O primeiro secretário da Assembleia Legislativa de Mato Grosso (AL/MT), deputado Eduardo Botelho (DEM) afirmou na manhã desta segunda-feira (05.04), durante sessão ordinária, que os deputados estão enfrentando um dilema em relação a ajudar o Estado a comprar oxigênio para os hospitais, devido os preços estarem quase o dobro do que foi comprado pelo Governo de Mato Grosso.
Botelho enfatizou que não tem alternativa, pois precisam comprar esses oxigênios mesmo sabendo que daqui a pouco o Ministério Público do Estado (MPE) entrará com um processo achando que os deputados estão roubando ou desviando dinheiro. “É assim que vivemos”, desabafou.
“Nós estamos fazendo um processo para a compra de oxigênios, mas estamos barrando no preço. Hoje, oxigênio para pronta entrega o preço está quase o dobro do que foi comprado pelo Governo do Estado. Aí nós ficamos naquela situação, compramos ou não compramos, eu acho que tem que comprar, pois não tem alternativa”.
Outro assunto tratado pelo deputado foi a respeito das compras de cestas básicas para doar para população que está passando por situação de vulnerabilidade em decorrência da pandemia da Covid-19.

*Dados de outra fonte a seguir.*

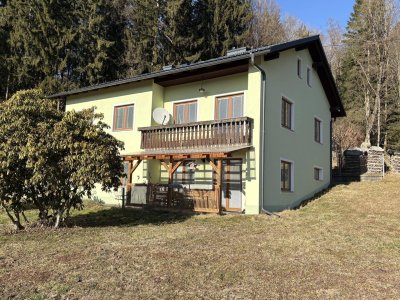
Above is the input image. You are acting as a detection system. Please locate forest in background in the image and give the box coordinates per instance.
[0,0,400,151]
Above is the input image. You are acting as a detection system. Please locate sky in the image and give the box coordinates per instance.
[276,0,355,33]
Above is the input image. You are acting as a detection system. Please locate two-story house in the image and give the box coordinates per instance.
[49,36,345,214]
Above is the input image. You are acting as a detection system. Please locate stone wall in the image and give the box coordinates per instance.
[334,147,386,181]
[367,147,385,174]
[390,152,400,174]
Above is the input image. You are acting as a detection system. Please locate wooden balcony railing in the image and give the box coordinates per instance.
[139,117,253,150]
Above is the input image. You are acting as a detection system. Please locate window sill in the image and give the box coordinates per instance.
[112,128,133,132]
[281,124,294,133]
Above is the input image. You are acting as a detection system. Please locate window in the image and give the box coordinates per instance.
[281,98,293,129]
[297,58,302,79]
[215,94,244,120]
[120,161,129,186]
[174,101,197,124]
[113,104,133,130]
[314,167,324,181]
[174,160,197,184]
[314,118,322,144]
[281,160,293,192]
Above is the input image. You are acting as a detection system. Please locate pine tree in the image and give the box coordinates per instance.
[339,0,393,146]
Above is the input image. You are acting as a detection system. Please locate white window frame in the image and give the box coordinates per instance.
[279,94,296,132]
[313,165,324,182]
[170,98,200,122]
[279,157,295,194]
[296,56,303,79]
[110,101,137,132]
[212,90,247,120]
[306,66,312,87]
[313,115,324,145]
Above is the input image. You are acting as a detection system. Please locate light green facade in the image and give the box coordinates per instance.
[66,50,330,214]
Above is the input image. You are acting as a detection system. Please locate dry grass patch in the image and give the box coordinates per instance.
[0,176,400,299]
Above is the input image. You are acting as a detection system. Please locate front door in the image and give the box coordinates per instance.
[221,159,242,211]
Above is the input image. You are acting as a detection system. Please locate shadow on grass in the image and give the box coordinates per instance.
[68,207,194,227]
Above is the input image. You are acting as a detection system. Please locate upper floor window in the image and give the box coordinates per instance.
[314,118,322,143]
[215,94,244,120]
[281,98,293,129]
[174,160,197,184]
[281,160,293,192]
[113,104,134,130]
[314,167,324,181]
[297,58,302,78]
[307,67,311,87]
[174,101,197,124]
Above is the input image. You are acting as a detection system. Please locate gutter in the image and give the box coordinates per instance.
[250,52,278,216]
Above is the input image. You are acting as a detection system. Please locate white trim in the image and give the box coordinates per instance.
[212,90,247,120]
[110,101,137,132]
[296,56,303,79]
[170,98,200,122]
[306,65,313,88]
[279,93,296,132]
[279,157,294,194]
[313,165,324,181]
[313,115,324,145]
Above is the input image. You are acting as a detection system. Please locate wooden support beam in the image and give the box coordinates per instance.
[129,159,142,176]
[215,159,222,214]
[171,160,183,175]
[164,159,174,207]
[160,160,169,173]
[210,159,218,173]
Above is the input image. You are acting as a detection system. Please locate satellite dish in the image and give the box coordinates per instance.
[153,107,170,125]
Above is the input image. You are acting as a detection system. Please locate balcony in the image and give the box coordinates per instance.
[139,117,253,150]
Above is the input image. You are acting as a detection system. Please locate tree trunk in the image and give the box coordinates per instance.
[2,204,25,230]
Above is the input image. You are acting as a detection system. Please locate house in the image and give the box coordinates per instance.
[50,36,345,214]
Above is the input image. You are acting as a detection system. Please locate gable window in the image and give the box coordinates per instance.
[215,94,244,120]
[314,118,322,144]
[314,167,324,181]
[281,98,293,130]
[113,104,134,130]
[174,101,197,124]
[281,160,293,192]
[297,58,302,79]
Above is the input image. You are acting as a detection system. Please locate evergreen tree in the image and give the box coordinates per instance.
[194,0,252,60]
[0,0,123,93]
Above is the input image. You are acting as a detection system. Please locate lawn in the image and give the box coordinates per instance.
[0,175,400,299]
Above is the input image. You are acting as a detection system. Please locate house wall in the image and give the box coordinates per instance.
[262,49,331,211]
[66,69,261,214]
[66,80,155,204]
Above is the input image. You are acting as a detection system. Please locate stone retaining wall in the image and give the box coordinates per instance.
[390,152,400,174]
[367,147,385,174]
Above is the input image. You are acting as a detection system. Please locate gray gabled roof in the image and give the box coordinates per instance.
[48,35,346,117]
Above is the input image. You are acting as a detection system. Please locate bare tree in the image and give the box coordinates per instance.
[283,16,320,41]
[323,19,344,78]
[350,0,395,146]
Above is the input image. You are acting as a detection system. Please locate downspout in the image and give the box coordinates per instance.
[250,52,277,216]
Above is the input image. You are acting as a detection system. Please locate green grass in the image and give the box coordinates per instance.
[0,175,400,299]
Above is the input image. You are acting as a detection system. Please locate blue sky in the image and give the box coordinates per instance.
[276,0,354,33]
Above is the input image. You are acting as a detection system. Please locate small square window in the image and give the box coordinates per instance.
[113,105,134,130]
[281,98,293,130]
[297,58,302,79]
[281,160,293,192]
[314,118,322,144]
[314,167,324,181]
[307,68,311,87]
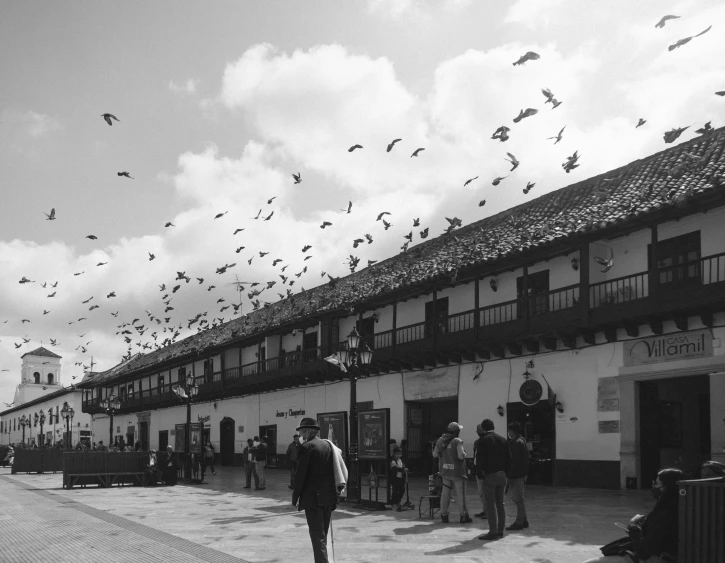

“Eu tenho solicitado autorização para nós comprarmos cestas básicas para doar para população. Ontem eu vi no Fantástico como está à fome, e vocês acham que aqui em Mato Grosso está diferente, aqui não está deputados! Aqui também a fome está assolando o povo”, declarou o deputado.
O parlamentar ressaltou que Mato Grosso é dos Estados mais ricos da Federação proporcionalmente que teve ganhos nessa pandemia, mas o deputado lembrou que os ganhos foram para poucos. “Teve ganhos públicos porque a arrecadação do Estado aumentou. Teve ganhos para uma parcela de empresários, sobre tudo aqueles que mexem com o agronegócio, mas a grande maioria está passando fome sim”, avaliou Botelho.
O deputado defendeu ainda que a está na hora dos parlamentares entrarem nisso, pois a Casa tem recursos, e podem sim comprar tanto cilindros de oxigênio como cestas básicas.
Pois segundo o democrata, as Prefeituras e o Estado estão totalmente colapsado e não estão nem conseguindo distribuir e nem fazer de uma forma eficaz. “Então será que a Assembleia não poderia fazer esse trabalho, acho que poderia sim fazer esse trabalho social. Mas nós sempre embarramos no MPE. A gente compra para doar e daqui a pouco vem um processo, uma ação em cima. Mas nós vamos enfrentar essa luta”, frisou ele.